O Brasil também é o terceiro país onde mais se mata defensoras e defensores de direitos humanos, segundo dados da Front Line Defenders. Ficamos atrás de Colômbia e México, respectivamente primeiro e segundo lugar mais perigoso para defensores de direitos humanos no mundo. E quem deveria estar relatando tantas nefastas violações — a imprensa, por exemplo — está diante de grandes empecilhos. Em 2021, a organização Human Rights Watch identificou 176 contas de jornalistas, congressistas, influenciadores, meios de comunicação e ONGs (inclusive a Anistia Internacional Brasil) bloqueadas nas redes sociais do presidente Jair Bolsonaro.
Indígenas
O Informe analisou ainda os últimos dados da Comissão Pastoral da Terra, que indicam um número recorde de conflitos rurais registrados em 2020. As invasões de terras, que ocorreram a despeito da legislação que regulamenta territórios e direitos, aumentaram 102% entre 2019 e 2020. Quem mais defende a terra, sofreu mais: 71% das famílias afetadas eram indígenas. Entre janeiro e novembro de 2021, 26 pessoas foram mortas em situações de conflitos rurais, um aumento de 30% se comparado com 2020. Dessas pessoas, oito eram indígenas.
Paralelamente, mais de 13 mil km² de floresta foram derrubados na Amazônia brasileira em 2021, a maior área devastada desde 2006. O dado é do Instituto Nacional de Pesquisas Espaciais. Em 2021, o bioma teve a maior taxa de desmatamento para o mês de agosto em 10 anos. O dado é da ONG Imazon.
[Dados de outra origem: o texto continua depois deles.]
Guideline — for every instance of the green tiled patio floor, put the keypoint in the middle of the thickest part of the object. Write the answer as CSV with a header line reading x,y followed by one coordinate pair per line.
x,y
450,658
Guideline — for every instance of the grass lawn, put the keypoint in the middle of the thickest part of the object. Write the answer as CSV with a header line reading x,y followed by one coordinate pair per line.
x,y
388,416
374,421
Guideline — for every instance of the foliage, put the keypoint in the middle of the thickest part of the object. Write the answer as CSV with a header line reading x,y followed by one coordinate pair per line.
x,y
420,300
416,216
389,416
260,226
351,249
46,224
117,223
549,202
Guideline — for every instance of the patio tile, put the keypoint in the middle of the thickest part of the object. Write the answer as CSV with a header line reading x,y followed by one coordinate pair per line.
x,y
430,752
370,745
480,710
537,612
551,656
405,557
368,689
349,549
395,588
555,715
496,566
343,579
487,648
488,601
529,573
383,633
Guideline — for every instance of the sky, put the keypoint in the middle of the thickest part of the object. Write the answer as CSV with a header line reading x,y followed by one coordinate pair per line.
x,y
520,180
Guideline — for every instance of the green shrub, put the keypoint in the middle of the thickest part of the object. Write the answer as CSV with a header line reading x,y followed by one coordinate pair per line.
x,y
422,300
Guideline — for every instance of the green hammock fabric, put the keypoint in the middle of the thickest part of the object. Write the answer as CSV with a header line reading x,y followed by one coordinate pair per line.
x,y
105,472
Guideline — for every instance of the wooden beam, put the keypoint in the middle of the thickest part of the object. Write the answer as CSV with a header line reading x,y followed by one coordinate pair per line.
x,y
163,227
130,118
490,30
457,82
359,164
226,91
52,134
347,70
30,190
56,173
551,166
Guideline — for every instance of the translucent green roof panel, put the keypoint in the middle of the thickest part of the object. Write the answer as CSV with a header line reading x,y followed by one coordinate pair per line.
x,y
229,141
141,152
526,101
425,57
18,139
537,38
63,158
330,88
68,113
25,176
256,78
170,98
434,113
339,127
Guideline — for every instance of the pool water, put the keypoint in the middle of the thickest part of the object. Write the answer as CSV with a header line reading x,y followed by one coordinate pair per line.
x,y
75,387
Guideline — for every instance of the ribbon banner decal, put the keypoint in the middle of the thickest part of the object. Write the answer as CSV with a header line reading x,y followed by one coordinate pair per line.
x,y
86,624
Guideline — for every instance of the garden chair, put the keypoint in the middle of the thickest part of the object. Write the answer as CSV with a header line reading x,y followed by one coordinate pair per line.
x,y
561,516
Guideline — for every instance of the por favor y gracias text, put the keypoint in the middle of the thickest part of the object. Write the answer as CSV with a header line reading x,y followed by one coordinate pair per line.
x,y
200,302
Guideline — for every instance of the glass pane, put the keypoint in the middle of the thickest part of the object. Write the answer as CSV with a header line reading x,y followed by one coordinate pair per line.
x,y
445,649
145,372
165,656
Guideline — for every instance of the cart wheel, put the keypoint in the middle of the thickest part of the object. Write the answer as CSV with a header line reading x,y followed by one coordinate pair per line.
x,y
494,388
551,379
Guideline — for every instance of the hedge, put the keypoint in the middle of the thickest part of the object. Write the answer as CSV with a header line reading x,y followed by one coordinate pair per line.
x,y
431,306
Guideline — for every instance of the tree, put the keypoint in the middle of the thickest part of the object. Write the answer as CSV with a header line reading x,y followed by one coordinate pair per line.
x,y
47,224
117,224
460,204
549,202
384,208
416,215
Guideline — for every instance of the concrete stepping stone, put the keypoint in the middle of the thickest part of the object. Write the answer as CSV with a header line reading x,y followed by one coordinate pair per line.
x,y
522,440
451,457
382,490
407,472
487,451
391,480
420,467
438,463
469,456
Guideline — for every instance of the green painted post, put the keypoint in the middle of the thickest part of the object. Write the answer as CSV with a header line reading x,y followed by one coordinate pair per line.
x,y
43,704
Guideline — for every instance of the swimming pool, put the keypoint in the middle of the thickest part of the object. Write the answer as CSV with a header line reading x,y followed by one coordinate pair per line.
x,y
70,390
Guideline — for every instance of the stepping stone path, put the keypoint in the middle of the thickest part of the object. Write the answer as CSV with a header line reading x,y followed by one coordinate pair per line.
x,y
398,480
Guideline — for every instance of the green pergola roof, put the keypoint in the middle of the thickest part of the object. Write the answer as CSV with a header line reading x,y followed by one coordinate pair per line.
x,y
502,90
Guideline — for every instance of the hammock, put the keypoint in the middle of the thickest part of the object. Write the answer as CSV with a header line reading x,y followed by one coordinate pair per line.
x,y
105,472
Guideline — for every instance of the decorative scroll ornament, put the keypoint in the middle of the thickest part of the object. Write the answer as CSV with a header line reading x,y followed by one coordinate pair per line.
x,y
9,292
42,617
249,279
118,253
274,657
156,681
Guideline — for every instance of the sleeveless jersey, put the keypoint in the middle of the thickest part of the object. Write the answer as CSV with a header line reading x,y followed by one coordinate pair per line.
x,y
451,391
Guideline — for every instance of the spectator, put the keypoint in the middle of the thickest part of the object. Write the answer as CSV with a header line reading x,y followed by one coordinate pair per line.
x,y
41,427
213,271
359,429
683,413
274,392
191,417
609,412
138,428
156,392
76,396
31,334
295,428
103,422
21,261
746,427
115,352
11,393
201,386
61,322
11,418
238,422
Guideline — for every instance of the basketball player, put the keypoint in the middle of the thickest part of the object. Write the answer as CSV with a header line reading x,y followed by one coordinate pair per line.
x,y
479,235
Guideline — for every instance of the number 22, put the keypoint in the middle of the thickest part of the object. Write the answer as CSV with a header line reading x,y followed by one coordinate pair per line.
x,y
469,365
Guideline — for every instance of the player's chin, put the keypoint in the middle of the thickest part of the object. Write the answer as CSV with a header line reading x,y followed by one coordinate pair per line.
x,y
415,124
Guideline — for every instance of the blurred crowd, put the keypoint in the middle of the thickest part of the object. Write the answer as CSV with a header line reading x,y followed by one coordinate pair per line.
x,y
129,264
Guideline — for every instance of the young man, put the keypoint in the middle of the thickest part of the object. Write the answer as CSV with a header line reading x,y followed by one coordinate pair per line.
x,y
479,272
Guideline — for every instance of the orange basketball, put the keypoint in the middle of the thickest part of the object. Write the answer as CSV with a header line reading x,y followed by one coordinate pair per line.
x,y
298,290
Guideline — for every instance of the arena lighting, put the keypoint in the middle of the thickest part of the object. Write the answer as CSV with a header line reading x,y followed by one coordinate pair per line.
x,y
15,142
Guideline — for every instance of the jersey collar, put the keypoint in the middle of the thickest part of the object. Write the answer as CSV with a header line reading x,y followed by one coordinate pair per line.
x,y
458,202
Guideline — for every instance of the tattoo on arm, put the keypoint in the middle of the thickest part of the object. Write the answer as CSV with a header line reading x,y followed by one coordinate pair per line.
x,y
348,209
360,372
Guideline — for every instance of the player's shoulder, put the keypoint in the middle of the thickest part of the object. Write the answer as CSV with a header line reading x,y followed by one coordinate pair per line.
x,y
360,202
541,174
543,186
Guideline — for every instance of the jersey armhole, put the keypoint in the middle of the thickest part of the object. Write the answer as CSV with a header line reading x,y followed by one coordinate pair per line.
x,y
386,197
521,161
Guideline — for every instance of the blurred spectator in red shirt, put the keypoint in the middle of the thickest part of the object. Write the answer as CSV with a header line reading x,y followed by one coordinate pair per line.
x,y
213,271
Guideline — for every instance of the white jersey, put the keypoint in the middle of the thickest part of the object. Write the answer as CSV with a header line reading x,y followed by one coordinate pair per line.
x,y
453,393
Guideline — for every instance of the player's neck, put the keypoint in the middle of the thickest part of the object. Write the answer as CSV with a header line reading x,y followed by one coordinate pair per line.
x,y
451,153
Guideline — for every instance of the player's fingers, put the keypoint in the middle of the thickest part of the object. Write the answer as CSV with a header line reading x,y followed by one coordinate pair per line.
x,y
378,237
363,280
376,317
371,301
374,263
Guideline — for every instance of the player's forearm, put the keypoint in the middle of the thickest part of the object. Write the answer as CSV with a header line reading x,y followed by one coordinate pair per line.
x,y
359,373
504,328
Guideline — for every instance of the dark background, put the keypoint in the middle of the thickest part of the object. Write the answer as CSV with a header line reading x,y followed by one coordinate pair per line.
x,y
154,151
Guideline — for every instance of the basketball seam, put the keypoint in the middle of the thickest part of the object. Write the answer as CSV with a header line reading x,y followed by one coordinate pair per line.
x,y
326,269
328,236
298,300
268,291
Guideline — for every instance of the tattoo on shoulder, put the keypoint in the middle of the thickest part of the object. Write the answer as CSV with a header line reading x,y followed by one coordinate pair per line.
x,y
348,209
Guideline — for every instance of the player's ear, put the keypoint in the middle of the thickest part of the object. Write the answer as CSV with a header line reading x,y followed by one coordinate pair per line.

“O Brasil vive uma crise de direitos humanos nas cidades, nos campos, nas florestas e nas águas. Tantas violações estão matando brasileiros e brasileiras: de fome, de negligência, pela falta de acesso aos serviços básicos de saúde, pelo crescimento da violência e o aprofundamento das desigualdades. Apresentamos esses problemas para que as autoridades brasileiras mudem seus modos de agir e assumam seus deveres de garantir os direitos de todas e todas”, aponta Jurema Werneck.